The profit margins of Russian banks today stand at only 2%, which is 10-15 times lower than rates in the manufacturing and retail sectors. This was announced by Gagerin Tosunyan, the president of the Association of Russian Banks (ARB), at the round-table conference 'On government policy regarding development of the Russian banking system.'
The ARB president believes that it is not possible to improve the performance of commercial banks in Russia without resolving the problems of covering banking risks and attracting resources for long-term loans. The compulsory reserve fund currently absorbs between 7% and 10% of bank funds, which, according to Tosunyan, 'is an unjustifiably high proportion. In Europe this figure is only 2%.'
According to the ARB's figures, Russian banks held 190 billion roubles (USD 6.03 billion) in the compulsory reserve fund at the end of 2002, and 100 billion roubles (USD 3.2 billion) in correspondent accounts. 'If the compulsory reserve fund and correspondent accounts were merged, this would free up to 150 billion roubles (USD 4.76 billion) a year, which could be redirected in order to provide loans to the real sector of the economy,' explained Tosunyan.

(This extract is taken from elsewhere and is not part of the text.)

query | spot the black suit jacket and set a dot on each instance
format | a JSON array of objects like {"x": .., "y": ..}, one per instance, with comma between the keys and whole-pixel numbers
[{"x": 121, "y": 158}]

Speaking at the round-table session, Anton Siluanov, the head of the Russian Finance Ministry's Department for Macroeconomic Policy and the Banking Sector, announced the government's plans to draw up a strategy for developing the banking sector in Russia in the medium term. According to Siluanov, the strategy will include a range of measures to improve legislation on the bankruptcy of credit organisations and reducing the state's share of banking capital.